Here's me searching for bivalves in a rubble/sand habitat and the one pearl oyster I found there.
I also had to free-dive to check my tiles, which was not the plan since they're at 7-15 ft deep. However it worked, at least until this turtle suddenly appeared right in front of me and scared the hell out of me just after I'd seen a shark! He circled around me several times, so I have lots of great photos of him!
I also checked my spat collectors for bivalve recruitment (or rather I retrieved them and Anne checked through them while I checked my tiles in the water). They're singularly uninteresting right now because we moved nearly all of the pearl oysters to tiles and we're receiving very little recruitment so far this year. I even looked for two pearl oysters that Don and our field assistant Kate had found in the harbor two years ago, but found no pearl oysters - there was some cool calcified green algae Halimeda and lots of juvenile fish and Spondylus cliff oysters though.
The last two days, despite beautiful weather, we've stayed on land because we don't have much more work to do on the water without being able to scuba dive. We've done paperwork, mailed off a sample of pressed algae from the bloom we saw last week, and power-washed the boat today, which was exhausting and very, very hot in the sun!!

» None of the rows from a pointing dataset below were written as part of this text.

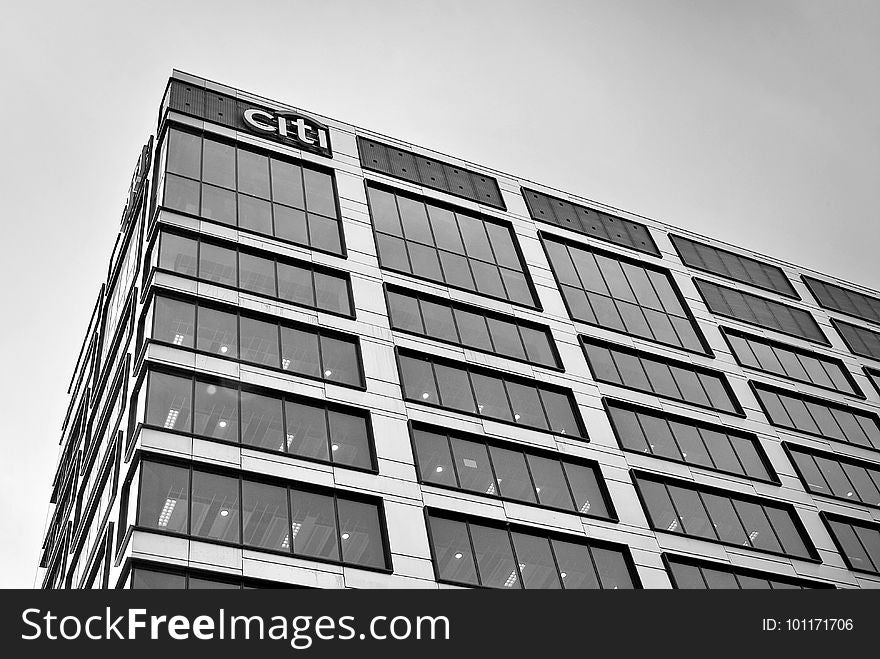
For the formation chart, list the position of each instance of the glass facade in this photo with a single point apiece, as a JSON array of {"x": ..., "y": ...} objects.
[{"x": 506, "y": 391}]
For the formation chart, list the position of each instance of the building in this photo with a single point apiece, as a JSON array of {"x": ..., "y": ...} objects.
[{"x": 326, "y": 358}]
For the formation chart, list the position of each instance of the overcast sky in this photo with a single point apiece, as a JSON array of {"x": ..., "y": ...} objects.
[{"x": 756, "y": 122}]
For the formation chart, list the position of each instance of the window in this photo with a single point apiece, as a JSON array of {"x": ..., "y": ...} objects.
[
  {"x": 429, "y": 172},
  {"x": 610, "y": 291},
  {"x": 453, "y": 385},
  {"x": 473, "y": 552},
  {"x": 471, "y": 327},
  {"x": 448, "y": 246},
  {"x": 663, "y": 377},
  {"x": 257, "y": 193},
  {"x": 260, "y": 273},
  {"x": 860, "y": 340},
  {"x": 815, "y": 416},
  {"x": 268, "y": 420},
  {"x": 693, "y": 574},
  {"x": 276, "y": 517},
  {"x": 733, "y": 266},
  {"x": 858, "y": 542},
  {"x": 679, "y": 439},
  {"x": 697, "y": 511},
  {"x": 265, "y": 341},
  {"x": 590, "y": 222},
  {"x": 790, "y": 362},
  {"x": 835, "y": 476},
  {"x": 760, "y": 311},
  {"x": 844, "y": 300},
  {"x": 471, "y": 463}
]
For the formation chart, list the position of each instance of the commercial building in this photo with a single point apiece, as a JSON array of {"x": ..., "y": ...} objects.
[{"x": 326, "y": 358}]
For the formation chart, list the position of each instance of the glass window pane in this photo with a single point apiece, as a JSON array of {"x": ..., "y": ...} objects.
[
  {"x": 217, "y": 332},
  {"x": 184, "y": 154},
  {"x": 218, "y": 204},
  {"x": 169, "y": 401},
  {"x": 340, "y": 359},
  {"x": 255, "y": 215},
  {"x": 538, "y": 346},
  {"x": 550, "y": 482},
  {"x": 178, "y": 254},
  {"x": 434, "y": 458},
  {"x": 472, "y": 465},
  {"x": 174, "y": 321},
  {"x": 404, "y": 312},
  {"x": 143, "y": 579},
  {"x": 290, "y": 224},
  {"x": 306, "y": 430},
  {"x": 491, "y": 399},
  {"x": 506, "y": 338},
  {"x": 332, "y": 293},
  {"x": 218, "y": 264},
  {"x": 512, "y": 474},
  {"x": 295, "y": 284},
  {"x": 181, "y": 194},
  {"x": 526, "y": 404},
  {"x": 575, "y": 567},
  {"x": 472, "y": 330},
  {"x": 383, "y": 210},
  {"x": 299, "y": 352},
  {"x": 218, "y": 164},
  {"x": 585, "y": 488},
  {"x": 319, "y": 192},
  {"x": 350, "y": 440},
  {"x": 536, "y": 561},
  {"x": 452, "y": 551},
  {"x": 256, "y": 274},
  {"x": 262, "y": 423},
  {"x": 215, "y": 507},
  {"x": 494, "y": 557},
  {"x": 561, "y": 411},
  {"x": 216, "y": 411},
  {"x": 324, "y": 234},
  {"x": 313, "y": 525},
  {"x": 164, "y": 497},
  {"x": 264, "y": 516},
  {"x": 612, "y": 568},
  {"x": 417, "y": 377},
  {"x": 287, "y": 183},
  {"x": 259, "y": 342},
  {"x": 253, "y": 174},
  {"x": 361, "y": 533},
  {"x": 455, "y": 388},
  {"x": 439, "y": 322}
]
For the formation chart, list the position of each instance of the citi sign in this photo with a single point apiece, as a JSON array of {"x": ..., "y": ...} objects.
[{"x": 290, "y": 127}]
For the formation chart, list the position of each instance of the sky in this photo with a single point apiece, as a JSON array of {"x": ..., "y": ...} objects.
[{"x": 756, "y": 122}]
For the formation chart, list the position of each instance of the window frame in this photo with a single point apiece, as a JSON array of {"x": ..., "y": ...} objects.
[
  {"x": 727, "y": 332},
  {"x": 755, "y": 386},
  {"x": 638, "y": 353},
  {"x": 707, "y": 351},
  {"x": 732, "y": 496},
  {"x": 608, "y": 402},
  {"x": 568, "y": 393},
  {"x": 282, "y": 396},
  {"x": 277, "y": 321},
  {"x": 263, "y": 150},
  {"x": 480, "y": 216},
  {"x": 509, "y": 528},
  {"x": 526, "y": 450},
  {"x": 485, "y": 313},
  {"x": 791, "y": 293},
  {"x": 263, "y": 479}
]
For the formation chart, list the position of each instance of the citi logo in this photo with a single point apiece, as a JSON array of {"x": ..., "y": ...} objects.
[{"x": 290, "y": 126}]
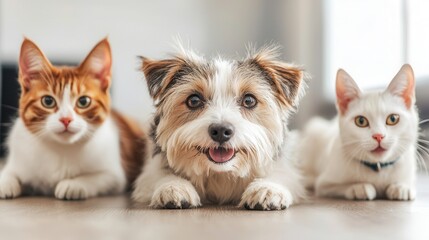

We're looking forward to having Don here tomorrow because we can scuba dive and we'll have someone new to work with! However, we'll miss lots of people leaving tomorrow, including FWS permit coordinator Ray Born who came out on the boat with me several times, Leanne Woodward who was here to facilitate a study of how the tsunami affected the Bulky Waste Dump on the south side of the island but tells hilarious stories at meals, and refuge biologist Pete Leary who's going on vacation but won't be back before we leave.